For your professional playing career, maybe it is. But there’s so much more to all of us than just being an athlete. Our society puts a big premium on being an athlete. Looking at the revenues generated by sports you can see why. However, should our life goals be tied with just being an athlete? The answer to that should be a resounding no. Being a student athlete can open up many doors. One of those doors is access to college. Going to college on an athletic scholarship is a very attainable goal. Getting a scholarship to a prestigious university is a big deal and a major accomplishment. That opportunity to go to school for free as a student athlete is just the beginning. That time in school is the perfect opportunity to develop separate identities and set yourself up for life after athletics.
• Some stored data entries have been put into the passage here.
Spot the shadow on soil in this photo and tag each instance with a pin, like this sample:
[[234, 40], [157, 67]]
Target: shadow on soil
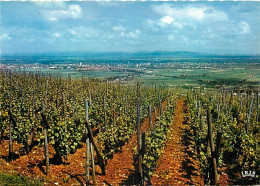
[[187, 140]]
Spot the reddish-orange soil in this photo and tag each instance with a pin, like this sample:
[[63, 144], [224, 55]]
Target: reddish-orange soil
[[178, 165], [118, 170]]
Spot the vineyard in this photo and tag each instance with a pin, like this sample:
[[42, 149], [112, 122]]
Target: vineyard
[[93, 131]]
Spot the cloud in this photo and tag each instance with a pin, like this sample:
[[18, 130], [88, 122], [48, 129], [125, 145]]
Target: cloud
[[171, 37], [166, 20], [68, 12], [133, 35], [244, 27], [5, 37], [118, 28], [191, 13]]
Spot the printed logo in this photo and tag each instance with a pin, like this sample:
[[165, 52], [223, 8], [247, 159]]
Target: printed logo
[[248, 174]]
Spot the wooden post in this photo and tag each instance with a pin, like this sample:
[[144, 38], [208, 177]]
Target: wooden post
[[126, 106], [150, 116], [45, 138], [99, 155], [93, 165], [212, 147], [105, 114], [87, 143], [257, 107], [218, 142], [249, 115], [64, 106], [114, 111], [143, 151], [10, 130], [139, 134]]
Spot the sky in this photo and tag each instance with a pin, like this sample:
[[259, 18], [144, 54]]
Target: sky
[[208, 27]]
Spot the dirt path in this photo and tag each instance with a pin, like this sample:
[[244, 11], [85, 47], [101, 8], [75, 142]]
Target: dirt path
[[120, 169], [178, 165]]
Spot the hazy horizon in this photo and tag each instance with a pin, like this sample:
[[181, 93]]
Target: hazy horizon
[[224, 28]]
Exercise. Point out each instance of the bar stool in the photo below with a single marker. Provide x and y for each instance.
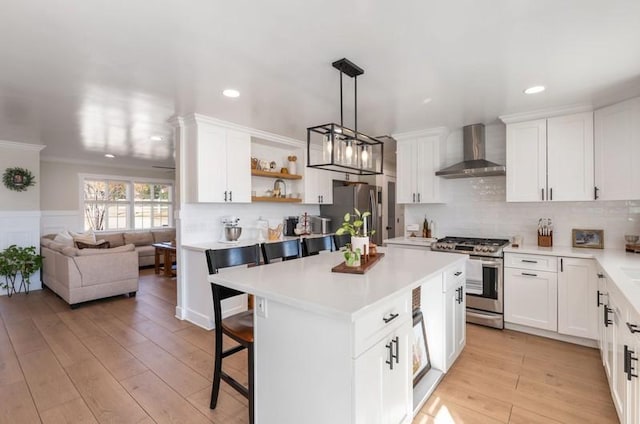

What happens when you’re on that college campus can make the difference when your playing days are over. I had the pleasure of speaking to a young man from Loyola Marymount University named Leron Armstead at one of our Student Athlete symposiums (LASA). He reflected on his time as a basketball player at LMU and commented that he was going to maximize his collegiate experience which included a master’s degree. All paid for because he was a student athlete. He was able to leverage his time in college as a student and an athlete to receive a free education. If all of us can maximize our experience as a student athlete like Leron did, I believe we would see much better outcomes from our college experiences.
Lastly I want to leave you with a word from Yogi Roth, a LASA keynote speaker. He gave a story about football being the love of his life and having to break up with his love eventually. All of us have that moment when we realize we are no longer going to be a competitive athlete at the highest level possible. What happens to you when that decision is made (and hopefully it’s you making the decision not someone else)? Have you done enough during your student athlete experience to take on those other identities you’ve been developing? Are you going to go through life wondering what if? Or are you going to shift gears and BE MORE than just an athlete. All athletes have this dilemma so be prepared for that day so the transition away from athletics is seamless.